Für ihn als Ordensmann und Priester sei grundlegend, in aller Einfachheit ein Nachbar zu sein, Mit- Bewohner der Hüttensiedlung, Mit-Mensch und Freund der dort ihr Leben erkämpfenden und verschenkenden Menschen. Damit antwortet Ronaldo auf die Frage nach der Rolle des Priesters, die ihm als Referenten zum Thema »Laien in Gemeindeleitung« beim Katholikentag in Mainz gestellt wurde. Seine differenzierte Beobachtung der Gemeinden der gesellschaftlich Ausgeschlossenen entspringt seiner engagierten und selbstlosen Beteiligung an ihrem Leben. Tragend – so betonte er in Mainz – sei die geschwisterliche Zusammenkunft, das Miteinander-Teilen des Lebens. Die Beteiligung der Laien nehme in allen Bereichen und auf allen Ebenen zu. Ein einflussreicher Teil der kirchlichen Hierarchie halte allerdings die Laien nicht für erwachsene Christen und nehme auch nicht wahr, dass das Wachstum von Gemeinden mit Eigenleben für die Hoffnung der Menschheit wichtiger ist als die unmittelbare »Effizienz« der Dienste des Pfarrers.

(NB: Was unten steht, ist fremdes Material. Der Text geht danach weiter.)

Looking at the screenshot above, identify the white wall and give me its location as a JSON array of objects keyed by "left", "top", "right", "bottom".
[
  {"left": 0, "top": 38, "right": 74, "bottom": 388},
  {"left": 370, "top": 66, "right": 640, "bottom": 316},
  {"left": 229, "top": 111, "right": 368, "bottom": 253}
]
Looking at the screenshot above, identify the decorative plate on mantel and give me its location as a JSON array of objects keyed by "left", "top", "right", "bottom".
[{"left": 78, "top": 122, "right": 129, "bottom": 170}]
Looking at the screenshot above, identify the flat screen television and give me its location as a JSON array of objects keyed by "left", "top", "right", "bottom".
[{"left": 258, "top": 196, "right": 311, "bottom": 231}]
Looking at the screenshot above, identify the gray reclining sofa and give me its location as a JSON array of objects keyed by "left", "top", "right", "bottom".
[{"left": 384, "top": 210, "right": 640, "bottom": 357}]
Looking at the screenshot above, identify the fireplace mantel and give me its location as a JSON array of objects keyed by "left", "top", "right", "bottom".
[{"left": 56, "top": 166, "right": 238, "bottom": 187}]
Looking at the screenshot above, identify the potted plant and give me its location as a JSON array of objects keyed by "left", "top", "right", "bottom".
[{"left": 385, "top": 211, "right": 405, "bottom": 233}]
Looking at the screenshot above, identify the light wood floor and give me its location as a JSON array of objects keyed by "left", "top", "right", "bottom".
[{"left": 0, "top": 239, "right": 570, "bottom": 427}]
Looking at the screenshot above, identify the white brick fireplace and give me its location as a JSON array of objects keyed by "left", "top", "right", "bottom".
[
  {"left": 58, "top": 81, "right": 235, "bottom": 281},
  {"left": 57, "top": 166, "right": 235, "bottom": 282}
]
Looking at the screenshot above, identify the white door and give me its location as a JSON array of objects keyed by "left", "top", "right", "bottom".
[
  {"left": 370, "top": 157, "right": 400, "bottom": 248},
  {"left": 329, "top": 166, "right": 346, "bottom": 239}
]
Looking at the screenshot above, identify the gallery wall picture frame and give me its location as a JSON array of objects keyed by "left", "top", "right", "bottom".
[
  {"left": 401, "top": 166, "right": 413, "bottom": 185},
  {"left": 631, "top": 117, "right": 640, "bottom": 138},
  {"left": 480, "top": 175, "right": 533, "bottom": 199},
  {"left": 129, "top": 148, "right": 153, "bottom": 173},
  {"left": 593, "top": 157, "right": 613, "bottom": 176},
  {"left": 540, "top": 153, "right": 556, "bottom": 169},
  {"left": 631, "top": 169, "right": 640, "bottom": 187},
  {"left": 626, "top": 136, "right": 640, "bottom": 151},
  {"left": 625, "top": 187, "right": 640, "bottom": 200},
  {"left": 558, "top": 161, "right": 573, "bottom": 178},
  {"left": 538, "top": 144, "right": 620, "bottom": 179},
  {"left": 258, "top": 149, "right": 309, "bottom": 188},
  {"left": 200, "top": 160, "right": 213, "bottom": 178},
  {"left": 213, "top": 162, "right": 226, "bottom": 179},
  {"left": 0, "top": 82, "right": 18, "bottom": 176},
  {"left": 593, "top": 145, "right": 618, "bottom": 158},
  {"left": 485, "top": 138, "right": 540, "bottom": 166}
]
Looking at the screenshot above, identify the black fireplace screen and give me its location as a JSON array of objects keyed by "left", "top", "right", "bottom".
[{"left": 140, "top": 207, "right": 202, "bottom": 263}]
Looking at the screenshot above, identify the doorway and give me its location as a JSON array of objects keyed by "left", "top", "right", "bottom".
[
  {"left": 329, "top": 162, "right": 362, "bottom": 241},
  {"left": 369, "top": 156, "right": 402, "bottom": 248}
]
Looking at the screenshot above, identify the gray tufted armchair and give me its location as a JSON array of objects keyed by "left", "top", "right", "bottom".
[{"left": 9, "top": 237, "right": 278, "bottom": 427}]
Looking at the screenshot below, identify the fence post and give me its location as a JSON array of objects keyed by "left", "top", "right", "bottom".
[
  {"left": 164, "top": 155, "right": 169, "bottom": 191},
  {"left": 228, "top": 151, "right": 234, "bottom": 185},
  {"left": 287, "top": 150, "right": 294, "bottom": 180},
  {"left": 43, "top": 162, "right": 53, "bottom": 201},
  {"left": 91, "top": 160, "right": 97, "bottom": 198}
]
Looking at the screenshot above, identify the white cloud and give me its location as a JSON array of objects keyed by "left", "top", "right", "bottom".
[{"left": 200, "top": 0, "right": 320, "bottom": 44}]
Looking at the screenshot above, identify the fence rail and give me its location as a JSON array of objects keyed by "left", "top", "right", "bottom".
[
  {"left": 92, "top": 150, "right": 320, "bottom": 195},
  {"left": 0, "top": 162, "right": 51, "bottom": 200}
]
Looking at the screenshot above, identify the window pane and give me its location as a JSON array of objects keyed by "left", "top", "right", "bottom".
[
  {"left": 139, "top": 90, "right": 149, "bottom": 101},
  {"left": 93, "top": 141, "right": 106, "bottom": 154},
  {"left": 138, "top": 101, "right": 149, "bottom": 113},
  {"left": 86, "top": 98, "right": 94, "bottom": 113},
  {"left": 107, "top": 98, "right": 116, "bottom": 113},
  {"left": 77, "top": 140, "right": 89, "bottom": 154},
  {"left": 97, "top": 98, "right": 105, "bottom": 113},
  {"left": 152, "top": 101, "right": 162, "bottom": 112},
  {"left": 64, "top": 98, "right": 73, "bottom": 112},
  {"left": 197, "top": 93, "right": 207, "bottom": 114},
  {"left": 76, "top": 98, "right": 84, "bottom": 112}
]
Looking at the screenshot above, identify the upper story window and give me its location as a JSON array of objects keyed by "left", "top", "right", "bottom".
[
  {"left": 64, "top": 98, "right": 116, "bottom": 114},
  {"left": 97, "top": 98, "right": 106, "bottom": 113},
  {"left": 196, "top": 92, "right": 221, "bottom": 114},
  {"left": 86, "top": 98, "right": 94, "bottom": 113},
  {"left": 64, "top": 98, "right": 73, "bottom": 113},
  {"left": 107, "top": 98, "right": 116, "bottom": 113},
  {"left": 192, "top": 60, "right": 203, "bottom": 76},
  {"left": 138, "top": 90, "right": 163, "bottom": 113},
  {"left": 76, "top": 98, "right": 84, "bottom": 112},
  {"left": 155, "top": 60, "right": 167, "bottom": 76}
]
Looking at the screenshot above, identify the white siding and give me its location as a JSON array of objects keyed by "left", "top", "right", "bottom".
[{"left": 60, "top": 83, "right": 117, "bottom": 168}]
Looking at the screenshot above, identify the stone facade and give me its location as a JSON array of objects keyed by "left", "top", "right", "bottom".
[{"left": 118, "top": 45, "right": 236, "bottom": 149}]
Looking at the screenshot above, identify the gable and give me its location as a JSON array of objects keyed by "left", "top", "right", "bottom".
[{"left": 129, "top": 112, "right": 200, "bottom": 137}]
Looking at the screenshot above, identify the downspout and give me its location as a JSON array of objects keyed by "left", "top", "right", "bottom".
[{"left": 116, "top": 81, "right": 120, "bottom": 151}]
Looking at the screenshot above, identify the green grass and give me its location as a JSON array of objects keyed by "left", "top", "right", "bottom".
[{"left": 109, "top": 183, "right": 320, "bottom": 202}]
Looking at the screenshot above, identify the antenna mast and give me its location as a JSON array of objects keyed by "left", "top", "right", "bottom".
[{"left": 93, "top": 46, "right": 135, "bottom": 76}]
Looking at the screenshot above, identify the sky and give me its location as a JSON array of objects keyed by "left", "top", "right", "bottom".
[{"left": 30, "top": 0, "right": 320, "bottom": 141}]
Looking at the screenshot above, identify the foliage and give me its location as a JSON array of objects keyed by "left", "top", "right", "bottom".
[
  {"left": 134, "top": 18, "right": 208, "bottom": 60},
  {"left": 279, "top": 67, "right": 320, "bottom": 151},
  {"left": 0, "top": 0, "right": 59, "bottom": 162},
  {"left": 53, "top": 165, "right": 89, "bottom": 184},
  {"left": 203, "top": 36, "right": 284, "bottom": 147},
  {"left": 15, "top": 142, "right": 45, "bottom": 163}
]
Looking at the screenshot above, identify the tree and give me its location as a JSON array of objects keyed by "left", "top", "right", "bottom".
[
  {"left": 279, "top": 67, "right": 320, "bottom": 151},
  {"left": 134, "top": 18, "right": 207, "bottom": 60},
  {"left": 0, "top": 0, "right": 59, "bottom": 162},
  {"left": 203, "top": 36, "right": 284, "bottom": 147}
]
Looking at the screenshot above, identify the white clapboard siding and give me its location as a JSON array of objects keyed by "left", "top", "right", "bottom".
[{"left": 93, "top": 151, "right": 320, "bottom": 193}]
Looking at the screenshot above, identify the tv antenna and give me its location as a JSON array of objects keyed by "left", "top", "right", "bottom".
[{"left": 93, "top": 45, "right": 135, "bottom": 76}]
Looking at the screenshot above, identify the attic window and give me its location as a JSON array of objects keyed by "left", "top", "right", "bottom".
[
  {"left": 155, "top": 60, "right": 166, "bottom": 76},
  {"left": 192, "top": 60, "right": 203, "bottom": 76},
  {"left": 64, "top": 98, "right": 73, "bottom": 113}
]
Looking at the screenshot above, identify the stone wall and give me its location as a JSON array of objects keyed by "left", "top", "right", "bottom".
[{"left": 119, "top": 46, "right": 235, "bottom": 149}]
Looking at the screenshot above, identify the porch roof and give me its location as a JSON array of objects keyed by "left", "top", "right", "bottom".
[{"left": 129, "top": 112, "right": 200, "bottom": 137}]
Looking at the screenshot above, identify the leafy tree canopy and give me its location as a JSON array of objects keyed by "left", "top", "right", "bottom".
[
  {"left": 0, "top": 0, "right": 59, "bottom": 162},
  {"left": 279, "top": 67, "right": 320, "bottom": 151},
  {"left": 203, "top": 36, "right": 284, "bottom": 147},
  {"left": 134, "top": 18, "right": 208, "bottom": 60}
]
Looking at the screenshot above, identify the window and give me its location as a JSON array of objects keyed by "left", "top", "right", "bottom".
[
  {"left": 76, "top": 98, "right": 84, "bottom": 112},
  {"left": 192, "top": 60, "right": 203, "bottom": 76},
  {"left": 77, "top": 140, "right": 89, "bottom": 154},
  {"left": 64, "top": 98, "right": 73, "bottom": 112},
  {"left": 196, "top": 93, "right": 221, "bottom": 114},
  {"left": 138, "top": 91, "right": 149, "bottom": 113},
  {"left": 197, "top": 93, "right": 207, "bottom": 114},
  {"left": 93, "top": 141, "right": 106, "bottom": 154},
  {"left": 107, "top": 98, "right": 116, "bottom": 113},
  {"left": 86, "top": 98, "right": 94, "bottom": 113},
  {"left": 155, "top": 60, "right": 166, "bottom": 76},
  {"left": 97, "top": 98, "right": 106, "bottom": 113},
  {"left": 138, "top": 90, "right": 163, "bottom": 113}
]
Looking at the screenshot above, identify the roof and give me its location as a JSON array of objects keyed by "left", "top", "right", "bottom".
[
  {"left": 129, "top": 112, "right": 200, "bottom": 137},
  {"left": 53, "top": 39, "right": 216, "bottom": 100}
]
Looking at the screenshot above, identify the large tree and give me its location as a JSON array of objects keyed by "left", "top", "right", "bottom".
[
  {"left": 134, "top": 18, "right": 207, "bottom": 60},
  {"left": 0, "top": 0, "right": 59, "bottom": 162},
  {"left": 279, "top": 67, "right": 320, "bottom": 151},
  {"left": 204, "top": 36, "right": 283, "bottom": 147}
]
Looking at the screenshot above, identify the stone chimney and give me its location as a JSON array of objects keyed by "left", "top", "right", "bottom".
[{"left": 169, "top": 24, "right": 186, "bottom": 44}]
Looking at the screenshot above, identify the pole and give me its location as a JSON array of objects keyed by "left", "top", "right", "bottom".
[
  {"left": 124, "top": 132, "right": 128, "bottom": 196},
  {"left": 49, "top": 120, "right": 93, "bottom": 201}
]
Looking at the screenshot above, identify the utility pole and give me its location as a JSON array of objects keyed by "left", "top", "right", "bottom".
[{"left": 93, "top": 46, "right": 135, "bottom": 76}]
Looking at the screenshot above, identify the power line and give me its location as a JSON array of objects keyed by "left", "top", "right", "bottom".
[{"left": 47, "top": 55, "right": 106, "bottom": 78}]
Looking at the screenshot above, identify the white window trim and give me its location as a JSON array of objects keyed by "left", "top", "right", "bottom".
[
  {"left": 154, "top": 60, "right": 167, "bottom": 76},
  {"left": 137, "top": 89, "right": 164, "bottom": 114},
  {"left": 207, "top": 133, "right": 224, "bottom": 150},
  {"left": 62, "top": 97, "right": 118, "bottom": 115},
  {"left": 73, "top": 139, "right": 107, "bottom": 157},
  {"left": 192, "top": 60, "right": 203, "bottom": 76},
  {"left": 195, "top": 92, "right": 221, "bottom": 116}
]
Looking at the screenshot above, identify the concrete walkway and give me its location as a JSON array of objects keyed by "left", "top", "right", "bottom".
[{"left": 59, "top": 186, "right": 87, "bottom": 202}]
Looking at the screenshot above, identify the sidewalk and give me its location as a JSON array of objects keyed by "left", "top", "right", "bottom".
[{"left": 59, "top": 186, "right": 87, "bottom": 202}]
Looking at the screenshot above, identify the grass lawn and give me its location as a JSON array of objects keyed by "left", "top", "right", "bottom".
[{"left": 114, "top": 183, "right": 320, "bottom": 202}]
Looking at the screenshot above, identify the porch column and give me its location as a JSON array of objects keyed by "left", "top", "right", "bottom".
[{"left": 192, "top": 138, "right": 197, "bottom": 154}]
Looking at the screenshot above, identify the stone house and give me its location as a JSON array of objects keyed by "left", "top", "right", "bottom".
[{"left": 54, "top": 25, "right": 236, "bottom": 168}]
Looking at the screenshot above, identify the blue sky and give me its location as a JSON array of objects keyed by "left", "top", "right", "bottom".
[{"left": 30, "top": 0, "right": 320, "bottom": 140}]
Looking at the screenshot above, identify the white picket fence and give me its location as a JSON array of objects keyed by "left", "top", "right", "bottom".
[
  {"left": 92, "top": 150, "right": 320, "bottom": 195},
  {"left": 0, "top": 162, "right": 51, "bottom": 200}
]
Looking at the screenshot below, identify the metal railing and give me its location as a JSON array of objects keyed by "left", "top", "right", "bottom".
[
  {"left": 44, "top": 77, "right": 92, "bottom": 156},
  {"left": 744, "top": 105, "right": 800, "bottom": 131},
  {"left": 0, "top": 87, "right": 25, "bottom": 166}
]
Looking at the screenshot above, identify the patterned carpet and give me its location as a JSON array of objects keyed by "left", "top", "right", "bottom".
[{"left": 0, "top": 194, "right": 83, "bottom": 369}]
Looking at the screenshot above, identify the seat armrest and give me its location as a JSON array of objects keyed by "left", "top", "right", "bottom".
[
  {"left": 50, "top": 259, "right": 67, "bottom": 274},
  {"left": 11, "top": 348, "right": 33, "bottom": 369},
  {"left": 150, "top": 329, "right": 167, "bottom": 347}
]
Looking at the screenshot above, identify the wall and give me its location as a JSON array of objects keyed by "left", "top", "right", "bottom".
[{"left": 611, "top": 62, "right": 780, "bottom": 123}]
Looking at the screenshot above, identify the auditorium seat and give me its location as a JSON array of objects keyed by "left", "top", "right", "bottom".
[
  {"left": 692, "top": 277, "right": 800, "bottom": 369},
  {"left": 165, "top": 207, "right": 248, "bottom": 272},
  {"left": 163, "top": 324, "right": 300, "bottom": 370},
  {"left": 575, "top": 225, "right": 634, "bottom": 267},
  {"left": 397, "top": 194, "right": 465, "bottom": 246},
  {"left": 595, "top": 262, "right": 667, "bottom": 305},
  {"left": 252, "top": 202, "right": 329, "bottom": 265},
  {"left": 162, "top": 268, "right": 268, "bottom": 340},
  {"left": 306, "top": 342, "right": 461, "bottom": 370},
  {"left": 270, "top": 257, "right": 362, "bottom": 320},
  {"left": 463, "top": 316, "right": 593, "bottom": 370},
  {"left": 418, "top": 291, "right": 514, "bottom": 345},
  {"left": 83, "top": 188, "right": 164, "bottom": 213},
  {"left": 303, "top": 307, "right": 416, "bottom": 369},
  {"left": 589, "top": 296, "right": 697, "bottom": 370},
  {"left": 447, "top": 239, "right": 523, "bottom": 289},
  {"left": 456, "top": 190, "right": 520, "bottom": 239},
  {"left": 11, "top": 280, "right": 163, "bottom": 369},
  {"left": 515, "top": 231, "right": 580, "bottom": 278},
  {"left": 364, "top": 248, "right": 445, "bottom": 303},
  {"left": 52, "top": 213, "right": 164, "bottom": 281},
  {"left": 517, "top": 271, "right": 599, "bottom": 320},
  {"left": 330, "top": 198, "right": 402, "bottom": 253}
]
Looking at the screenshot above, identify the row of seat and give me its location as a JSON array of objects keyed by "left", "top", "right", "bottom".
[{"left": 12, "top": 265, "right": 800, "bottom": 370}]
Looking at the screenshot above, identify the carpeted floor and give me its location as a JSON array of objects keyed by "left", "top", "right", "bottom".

Sein Glaube an Gott, der als Gott des Lebens gerade bei denen ist, denen das Leben geraubt wird, und sein Glaube an die solchermaßen Beraubten und Betrogenen, die aus dem Vertrauen und der Hoffnung auf einen unbeirrbar nahen Gott leben, sind bei Ronaldo Muñoz zu einem einzigen Glauben unauflöslich verbunden. Dieser Glaube prägt seine theologischen Ausführungen und richtet sie beharrlich auf eine Kirche aus, die als Volk Gottes und Netz solidarischer Gemeinschaften auf dem Weg ist.
Auf Deutsch ist erschienen:
Wichtigste Werke auf Spanisch:
Wie ein roter Faden zieht sich durch seine Schriften von Anfang an das Thema der Kirche. Die vom ganzen Gottesvolk ersehnte Kirche lebt geschwisterlich und gemeinschaftlich gemäß dem Evangelium und den Beschlüssen der Konzilien und Konferenzen von Medellin, Puebla und Santo Domingo. Sie hört auf das, was der Geist ihr heute sagt. Ihre »Amtsträger« zeichnen sich durch den einfachen und demütigen Dienst an den Geschwistern aus und sind in erster Linie Gottsucher mit den anderen Christen. Diese Kirche zeigt sich schon in den Gemeinden, in denen Arme aus der Quelle des dreieinigen Gottes Kraft zu einem Leben in Würde schöpfen. Sie ist dort gegenwärtig, wo die von ungerechter Not Bedrückten den Gott der Bibel erkennen, der sie in die Freiheit ruft und der zugleich die Mühen und Leiden ihres Weges teilt.
Die gesuchte und im gemeinschaftlichen Leben der Armen schon zu findende Kirche bestimmt die Lebensoption von Ronaldo Muñoz. Seit dreißig Jahren teilt er die Leiden und auch Freuden der armen Bevölkerung und dient den Ausgegrenzten als Pfarrer. Zugleich arbeitet er in anderen Teilen des Landes als Theologe und begleitet Reflexions- und Ausbildungsprozesse vor allem von Laien. In dieser Funktion hat er zusammen mit anderen eine »theologische Kommunität des Südens « ins Leben gerufen, um die Isolation Chiles auf nationaler, kultureller und kirchlicher Ebene zu durchbrechen und die chilenische Kirche aus der Abgeschlossenheit, in der sie sich selber genügt, herauszuholen.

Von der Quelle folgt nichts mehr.